The leading case on this question is Juicy Whip, Inc. v. Orange Bang, Inc. (I’m not making this up). The product in question was a drink dispenser, of the type that has a clear container at the top in which there is liquid and a blending apparatus, so that it looks like your drink is being mixed and is ready to be dispensed. (If you’ve seen an Orange Julius store at the mall, you know what I am talking about.) In reality, the container at the top of the machine in which the orange liquid is swirling around is a decoy. Your drink is really being dispensed and mixed from a box that is hidden under the counter, just as with a soda-fountain dispenser.

The reason for the decoy is that there is something visually appealing about the juice swirling around in the container, but if that were the real juice, the container would need to be emptied and cleaned regularly and that’s too much effort. The decoy lets the consumer believe he or she is seeing the actual juice, but in reality it’s going to get mixed like a conventional fountain soda.

So the company holding the patent sued another maker of beverage dispensers for infringement. The defendant argued the original patent was invalid so they shouldn’t be liable for infringement. That’s a common defense in an infringement suit, but what is unusual is that the defendant argued the reason the patent should be invalid is because the subject matter of the patent is basically deceiving consumers. Isn’t that immoral? And if so, why should the government grant a patent on immoral subject matter? The interesting part of this defense is that the defendant is basically saying, “hey, we’re doing something immoral.”

In any event, the Court of Appeals for the Federal Circuit (the Federal appellate court charged with hearing all appeals related to patents, regardless of geography) held that the key question is one of utility, not morality. The subject matter of the patent is in fact legal, even if it is questionable whether it is moral, and since there is something useful about not having to clean the dispenser it has sufficient utility for a patent.

So where is the line where something of questionable morality becomes unpatentable?

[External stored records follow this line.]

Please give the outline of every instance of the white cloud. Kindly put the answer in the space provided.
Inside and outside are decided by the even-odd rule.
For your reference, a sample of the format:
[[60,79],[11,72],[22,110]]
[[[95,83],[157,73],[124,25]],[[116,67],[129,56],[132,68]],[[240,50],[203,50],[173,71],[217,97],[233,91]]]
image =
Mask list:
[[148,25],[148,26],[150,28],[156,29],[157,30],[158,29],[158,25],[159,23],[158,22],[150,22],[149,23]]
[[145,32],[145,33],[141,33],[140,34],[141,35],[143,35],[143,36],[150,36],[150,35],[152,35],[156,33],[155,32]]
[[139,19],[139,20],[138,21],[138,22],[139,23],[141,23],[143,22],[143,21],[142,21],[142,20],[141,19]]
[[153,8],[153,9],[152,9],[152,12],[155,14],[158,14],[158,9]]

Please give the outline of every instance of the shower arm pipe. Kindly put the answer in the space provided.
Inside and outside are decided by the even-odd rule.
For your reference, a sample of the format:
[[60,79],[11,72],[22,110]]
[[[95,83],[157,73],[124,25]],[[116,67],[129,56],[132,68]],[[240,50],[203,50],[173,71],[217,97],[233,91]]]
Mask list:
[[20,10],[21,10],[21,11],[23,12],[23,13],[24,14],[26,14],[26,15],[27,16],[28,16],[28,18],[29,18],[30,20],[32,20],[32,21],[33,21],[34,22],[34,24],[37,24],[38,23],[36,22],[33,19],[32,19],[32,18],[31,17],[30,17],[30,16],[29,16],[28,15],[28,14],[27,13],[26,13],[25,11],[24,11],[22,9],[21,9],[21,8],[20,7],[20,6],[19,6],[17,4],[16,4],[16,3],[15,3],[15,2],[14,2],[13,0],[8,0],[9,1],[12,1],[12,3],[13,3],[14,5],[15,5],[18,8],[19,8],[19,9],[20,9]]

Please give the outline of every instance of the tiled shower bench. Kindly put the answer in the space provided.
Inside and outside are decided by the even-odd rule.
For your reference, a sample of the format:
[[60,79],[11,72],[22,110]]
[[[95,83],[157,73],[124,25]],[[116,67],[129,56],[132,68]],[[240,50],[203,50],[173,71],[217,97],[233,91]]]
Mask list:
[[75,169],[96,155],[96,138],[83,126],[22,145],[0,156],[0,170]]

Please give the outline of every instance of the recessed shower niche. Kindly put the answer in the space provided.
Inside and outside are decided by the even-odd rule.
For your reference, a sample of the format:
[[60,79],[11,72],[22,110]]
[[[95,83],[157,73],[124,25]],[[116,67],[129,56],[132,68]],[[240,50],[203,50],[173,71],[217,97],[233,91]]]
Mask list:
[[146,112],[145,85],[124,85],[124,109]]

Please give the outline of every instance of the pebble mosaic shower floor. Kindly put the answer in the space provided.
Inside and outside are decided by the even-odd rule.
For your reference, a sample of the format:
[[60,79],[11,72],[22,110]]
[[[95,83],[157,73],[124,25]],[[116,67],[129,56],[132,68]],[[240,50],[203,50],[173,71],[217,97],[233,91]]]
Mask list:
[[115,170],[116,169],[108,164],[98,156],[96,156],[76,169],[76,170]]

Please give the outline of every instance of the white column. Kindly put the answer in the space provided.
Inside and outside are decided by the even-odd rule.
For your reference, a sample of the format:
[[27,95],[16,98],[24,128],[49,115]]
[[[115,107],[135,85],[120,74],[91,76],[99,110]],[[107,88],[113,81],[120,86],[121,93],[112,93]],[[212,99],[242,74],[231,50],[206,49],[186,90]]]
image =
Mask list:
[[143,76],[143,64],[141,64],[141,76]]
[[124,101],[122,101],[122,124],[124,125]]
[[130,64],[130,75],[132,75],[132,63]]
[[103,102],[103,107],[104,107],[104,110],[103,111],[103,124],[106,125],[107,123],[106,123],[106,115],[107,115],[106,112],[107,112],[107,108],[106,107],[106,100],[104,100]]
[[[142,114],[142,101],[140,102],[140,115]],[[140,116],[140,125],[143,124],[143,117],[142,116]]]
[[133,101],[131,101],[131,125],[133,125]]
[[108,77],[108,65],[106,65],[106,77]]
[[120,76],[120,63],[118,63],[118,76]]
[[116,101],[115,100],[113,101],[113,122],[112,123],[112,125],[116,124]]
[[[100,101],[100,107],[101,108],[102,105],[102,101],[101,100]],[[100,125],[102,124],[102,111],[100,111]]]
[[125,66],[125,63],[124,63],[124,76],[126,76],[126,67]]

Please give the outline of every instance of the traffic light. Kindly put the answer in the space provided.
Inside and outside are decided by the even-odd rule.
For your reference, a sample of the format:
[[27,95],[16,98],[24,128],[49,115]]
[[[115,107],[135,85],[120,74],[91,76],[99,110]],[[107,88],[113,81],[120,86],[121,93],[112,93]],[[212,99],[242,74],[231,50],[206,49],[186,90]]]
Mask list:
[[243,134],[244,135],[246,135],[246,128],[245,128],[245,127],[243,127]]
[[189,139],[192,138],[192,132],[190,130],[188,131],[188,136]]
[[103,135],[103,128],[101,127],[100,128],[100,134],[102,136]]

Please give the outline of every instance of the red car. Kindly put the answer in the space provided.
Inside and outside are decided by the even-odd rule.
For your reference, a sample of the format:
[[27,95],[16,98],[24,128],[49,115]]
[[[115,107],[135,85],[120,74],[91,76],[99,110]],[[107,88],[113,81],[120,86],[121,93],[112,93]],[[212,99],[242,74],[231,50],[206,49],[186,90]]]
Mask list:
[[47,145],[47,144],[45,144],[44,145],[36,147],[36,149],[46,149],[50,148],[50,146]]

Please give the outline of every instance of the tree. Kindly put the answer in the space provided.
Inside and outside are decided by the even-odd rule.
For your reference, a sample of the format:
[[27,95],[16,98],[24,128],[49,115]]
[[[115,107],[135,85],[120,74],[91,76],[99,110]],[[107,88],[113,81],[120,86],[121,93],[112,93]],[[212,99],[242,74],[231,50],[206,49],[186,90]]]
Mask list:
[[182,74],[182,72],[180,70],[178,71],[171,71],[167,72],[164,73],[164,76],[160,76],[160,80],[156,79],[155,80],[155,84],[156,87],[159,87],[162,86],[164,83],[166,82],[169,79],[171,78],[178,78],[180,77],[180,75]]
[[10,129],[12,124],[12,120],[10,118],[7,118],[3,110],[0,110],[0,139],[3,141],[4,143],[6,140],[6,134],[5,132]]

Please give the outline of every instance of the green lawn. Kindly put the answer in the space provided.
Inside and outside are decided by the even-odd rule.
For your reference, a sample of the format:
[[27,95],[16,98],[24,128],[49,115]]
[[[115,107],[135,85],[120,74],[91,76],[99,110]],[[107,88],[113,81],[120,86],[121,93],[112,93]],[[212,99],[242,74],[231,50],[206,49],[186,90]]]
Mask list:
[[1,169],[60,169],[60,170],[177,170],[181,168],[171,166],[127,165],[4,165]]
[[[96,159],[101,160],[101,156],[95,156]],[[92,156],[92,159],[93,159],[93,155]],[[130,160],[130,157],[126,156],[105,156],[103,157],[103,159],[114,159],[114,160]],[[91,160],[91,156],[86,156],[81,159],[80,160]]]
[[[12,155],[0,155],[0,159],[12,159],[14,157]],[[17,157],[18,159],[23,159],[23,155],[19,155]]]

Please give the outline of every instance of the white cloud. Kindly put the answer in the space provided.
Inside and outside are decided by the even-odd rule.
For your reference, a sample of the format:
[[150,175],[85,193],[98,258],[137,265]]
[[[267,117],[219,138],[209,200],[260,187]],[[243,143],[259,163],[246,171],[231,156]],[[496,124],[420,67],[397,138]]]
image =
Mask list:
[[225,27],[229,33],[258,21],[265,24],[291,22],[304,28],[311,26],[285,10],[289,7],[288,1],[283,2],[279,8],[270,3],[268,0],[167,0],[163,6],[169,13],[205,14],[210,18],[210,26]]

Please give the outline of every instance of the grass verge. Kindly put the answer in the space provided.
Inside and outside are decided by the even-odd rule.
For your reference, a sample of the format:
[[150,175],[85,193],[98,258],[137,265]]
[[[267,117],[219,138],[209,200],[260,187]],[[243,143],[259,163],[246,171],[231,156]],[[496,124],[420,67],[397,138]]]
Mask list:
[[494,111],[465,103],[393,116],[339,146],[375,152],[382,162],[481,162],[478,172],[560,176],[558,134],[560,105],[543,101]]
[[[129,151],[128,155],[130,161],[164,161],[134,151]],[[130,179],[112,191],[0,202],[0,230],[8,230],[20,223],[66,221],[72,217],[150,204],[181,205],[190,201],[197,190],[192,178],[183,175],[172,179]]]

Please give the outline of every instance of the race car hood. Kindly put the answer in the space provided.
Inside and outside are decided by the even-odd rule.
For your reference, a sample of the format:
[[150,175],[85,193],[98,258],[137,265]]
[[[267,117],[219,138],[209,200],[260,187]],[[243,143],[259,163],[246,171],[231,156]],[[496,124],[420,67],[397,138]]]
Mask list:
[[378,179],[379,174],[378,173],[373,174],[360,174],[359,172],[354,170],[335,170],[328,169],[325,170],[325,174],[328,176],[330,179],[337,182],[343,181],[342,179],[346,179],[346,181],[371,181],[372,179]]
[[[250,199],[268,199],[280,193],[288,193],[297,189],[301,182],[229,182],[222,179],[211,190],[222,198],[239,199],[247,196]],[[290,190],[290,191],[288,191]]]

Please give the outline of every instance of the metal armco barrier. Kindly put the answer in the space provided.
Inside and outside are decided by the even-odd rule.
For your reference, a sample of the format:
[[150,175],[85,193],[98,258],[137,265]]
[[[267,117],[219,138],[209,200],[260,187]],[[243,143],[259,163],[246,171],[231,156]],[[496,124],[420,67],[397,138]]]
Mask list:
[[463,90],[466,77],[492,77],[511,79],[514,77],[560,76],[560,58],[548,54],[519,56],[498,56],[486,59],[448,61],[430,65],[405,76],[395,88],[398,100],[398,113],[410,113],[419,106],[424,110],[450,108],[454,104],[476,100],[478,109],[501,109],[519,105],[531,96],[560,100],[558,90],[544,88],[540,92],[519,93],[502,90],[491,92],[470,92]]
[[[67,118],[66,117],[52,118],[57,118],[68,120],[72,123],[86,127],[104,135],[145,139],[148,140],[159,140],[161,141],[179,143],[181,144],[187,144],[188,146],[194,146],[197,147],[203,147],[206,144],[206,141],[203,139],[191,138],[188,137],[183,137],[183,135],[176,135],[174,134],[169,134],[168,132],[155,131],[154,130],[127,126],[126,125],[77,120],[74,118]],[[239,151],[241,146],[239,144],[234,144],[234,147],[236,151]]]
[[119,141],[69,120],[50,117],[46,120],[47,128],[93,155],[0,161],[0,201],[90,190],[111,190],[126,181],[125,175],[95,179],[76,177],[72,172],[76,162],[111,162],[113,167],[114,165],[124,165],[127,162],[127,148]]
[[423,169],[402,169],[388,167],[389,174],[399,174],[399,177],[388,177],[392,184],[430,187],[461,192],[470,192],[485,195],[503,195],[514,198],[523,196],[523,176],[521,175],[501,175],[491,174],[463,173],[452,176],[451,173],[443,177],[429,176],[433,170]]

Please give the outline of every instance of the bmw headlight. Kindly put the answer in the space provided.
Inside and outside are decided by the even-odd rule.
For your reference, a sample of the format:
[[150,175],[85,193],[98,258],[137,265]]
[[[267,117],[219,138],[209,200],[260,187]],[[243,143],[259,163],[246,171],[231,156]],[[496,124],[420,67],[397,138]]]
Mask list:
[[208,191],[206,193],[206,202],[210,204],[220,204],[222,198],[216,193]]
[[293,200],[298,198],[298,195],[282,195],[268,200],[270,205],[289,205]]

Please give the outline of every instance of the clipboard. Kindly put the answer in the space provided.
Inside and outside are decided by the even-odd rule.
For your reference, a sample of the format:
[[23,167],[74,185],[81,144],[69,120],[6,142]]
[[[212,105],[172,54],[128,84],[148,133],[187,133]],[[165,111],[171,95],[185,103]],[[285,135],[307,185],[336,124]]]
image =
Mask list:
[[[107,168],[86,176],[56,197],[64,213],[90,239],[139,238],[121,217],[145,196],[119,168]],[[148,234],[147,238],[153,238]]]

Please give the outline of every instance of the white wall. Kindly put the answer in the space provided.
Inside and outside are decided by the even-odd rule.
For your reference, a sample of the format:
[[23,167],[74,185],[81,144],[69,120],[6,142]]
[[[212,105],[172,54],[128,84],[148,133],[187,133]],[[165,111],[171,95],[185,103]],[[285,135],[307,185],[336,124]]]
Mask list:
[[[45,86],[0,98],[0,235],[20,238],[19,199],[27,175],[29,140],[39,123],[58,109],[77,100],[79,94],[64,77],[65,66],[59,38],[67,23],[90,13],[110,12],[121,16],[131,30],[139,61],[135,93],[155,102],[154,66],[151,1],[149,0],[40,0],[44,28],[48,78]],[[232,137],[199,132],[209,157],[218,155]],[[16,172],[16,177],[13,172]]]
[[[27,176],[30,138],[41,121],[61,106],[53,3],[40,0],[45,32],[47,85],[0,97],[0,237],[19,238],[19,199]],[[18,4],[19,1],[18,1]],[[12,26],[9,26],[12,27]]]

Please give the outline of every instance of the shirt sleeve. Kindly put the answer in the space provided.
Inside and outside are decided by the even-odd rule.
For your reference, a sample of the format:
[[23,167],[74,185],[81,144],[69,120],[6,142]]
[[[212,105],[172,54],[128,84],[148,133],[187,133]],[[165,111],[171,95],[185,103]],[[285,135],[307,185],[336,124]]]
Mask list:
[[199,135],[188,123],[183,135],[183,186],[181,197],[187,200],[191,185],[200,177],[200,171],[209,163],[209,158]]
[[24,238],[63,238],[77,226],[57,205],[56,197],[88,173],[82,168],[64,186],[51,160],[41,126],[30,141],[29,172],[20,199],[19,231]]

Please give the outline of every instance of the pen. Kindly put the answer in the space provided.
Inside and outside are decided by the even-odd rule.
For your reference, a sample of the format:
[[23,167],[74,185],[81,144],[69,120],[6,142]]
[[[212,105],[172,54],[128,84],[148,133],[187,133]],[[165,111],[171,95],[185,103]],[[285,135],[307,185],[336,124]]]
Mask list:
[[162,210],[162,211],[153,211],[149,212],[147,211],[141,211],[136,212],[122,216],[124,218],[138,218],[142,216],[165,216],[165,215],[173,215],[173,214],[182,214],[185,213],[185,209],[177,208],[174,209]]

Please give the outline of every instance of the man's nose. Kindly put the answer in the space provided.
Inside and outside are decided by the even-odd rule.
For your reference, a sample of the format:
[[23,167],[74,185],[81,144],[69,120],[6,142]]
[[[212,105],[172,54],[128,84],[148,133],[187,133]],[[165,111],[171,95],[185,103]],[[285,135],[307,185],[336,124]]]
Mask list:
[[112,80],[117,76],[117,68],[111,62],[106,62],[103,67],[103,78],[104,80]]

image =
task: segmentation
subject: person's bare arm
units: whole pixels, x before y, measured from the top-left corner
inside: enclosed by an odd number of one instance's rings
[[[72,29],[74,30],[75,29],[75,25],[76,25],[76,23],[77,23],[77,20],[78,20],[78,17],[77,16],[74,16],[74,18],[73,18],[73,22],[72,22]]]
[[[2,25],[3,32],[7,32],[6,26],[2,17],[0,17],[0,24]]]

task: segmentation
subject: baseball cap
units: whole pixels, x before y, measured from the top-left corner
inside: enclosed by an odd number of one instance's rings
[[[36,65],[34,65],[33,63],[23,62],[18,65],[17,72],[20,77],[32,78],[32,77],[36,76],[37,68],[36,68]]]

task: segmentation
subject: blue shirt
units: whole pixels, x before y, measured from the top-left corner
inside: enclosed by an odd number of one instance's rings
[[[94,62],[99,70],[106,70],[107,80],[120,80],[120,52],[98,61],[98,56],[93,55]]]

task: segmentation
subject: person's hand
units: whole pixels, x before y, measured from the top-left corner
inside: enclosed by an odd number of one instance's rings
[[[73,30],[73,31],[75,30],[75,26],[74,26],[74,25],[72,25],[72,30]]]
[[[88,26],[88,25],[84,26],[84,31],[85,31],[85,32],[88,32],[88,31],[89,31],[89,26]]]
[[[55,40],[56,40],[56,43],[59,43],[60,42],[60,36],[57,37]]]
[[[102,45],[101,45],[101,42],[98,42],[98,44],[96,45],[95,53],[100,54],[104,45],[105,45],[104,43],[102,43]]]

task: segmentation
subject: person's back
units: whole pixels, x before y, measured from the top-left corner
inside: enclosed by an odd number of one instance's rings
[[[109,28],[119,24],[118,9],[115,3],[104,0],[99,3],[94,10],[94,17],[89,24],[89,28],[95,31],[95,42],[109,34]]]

It is shifting with time. For example, at one time gambling devices weren’t patentable subject matter because gambling was seen to be immoral, but you could get a patent on a new and novel slot machine today provided it met all the other requirements for patentabililty such as utility (making money for a casino, in this case).

But “…inventions that are injurious to the well-being, good policy, or sound morals of society…” are unpatentable, including “a new invention to poison people, or to promote debauchery, or to facilitate private assassination.” (This language is from Lowell v. Lewis, a case from 1817.)

So, astronaut resembling Jeffrey Donovan, your assassination machine was clever, but not clever enough to fool Detective Monk, and definitely not eligible for a patent.